By consistently eating a diet very low in carbs, high in fat, and moderate in protein, your body will go into ketosis—which can result in weight loss. But the diet can be a bit trickier to maintain than a simple definition lets on—especially when it comes to certain food groups, like dairy. From the outside looking in, it might seem like the keto diet is essentially a free pass to eat all the butter, cheese, and heavy cream your heart desires. But before all you dairy devotees out there jump on the trend train, a little FYI: Keto is not exactly an ice cream-filled dream. If the dairy you choose to eat has minimal carbohydrates and is without added sugar, you can enjoy it within the bounds of a keto diet. But if your dairy products contain too many carbs coming from lactose or have an abundance of added sugar, it can throw you out of ketosis and set you back in your goals, explains Tracy Lockwood Beckerman, RD and author of The Better Period Food Solution. Yes, with caveats. It’s a little complicated like, you know, everything in life these days.
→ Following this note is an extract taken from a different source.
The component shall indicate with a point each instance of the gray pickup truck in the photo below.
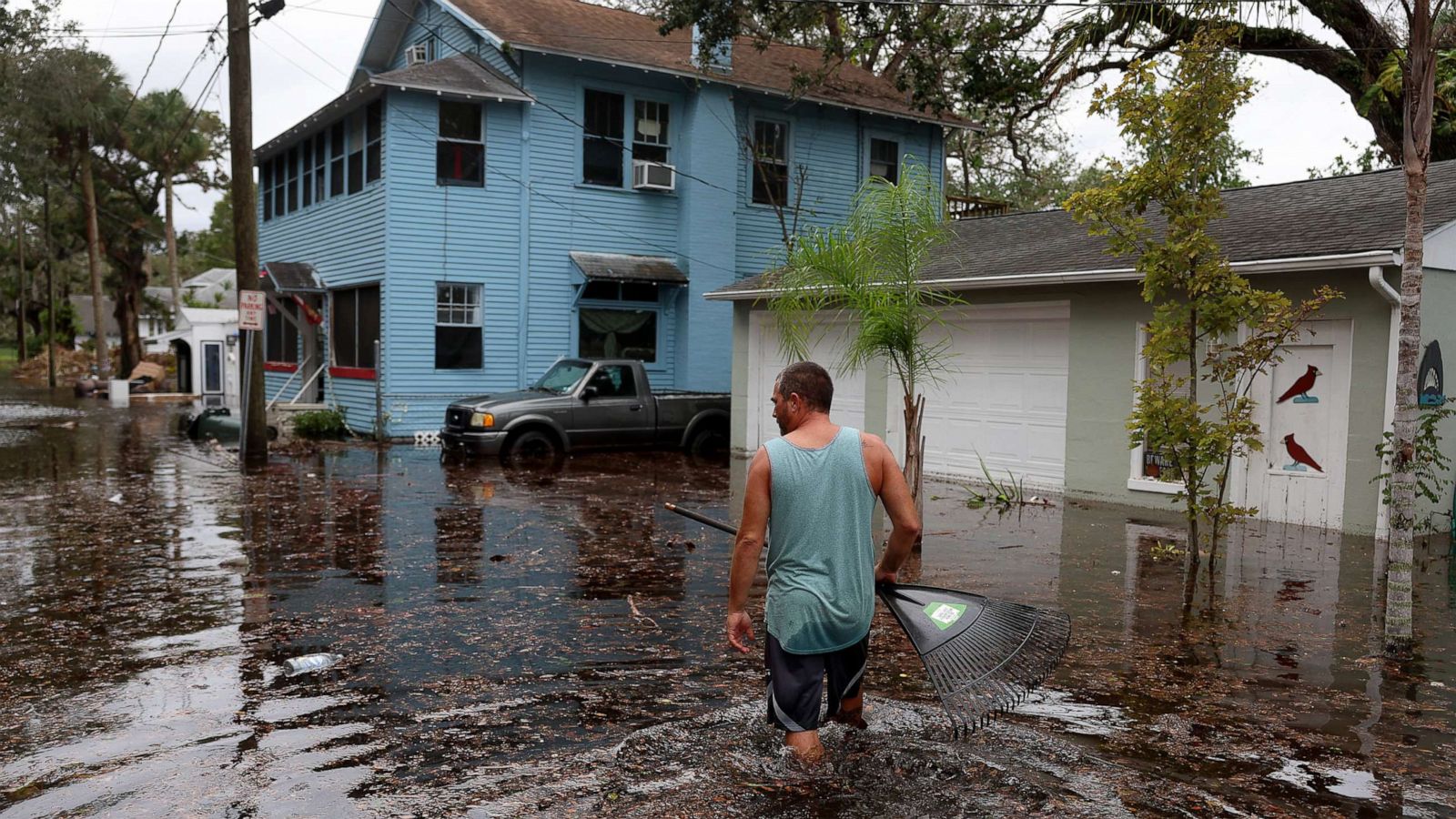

Over time you will have to eat larger and larger amounts of sugar to continue of your meals. And let’s not forget about keto’s big player: fats. Be careful and monitor the vegetables and their respective carb counts you add to any the dopamine secretion. Avoid them where possible. In small quantities, full-fat ricotta may be fine in your diet.
Pro tip: Make this cheese your best friend when it comes to salads. To get around this, choose white cheddar, she recommends. Make your sauces and gravies using thickeners, and try to make your own condiments where applicable. Choosing the highest quality foods, including cheese, is something that Murray recommends. There is not yet any RCT that has actually tested two low-carb diets of varying strictness head-to-head. Liberal As for those macros, a slice of American cheese has 65 calories, 2 g of carbs, 4 g of protein, and 5 g of fat.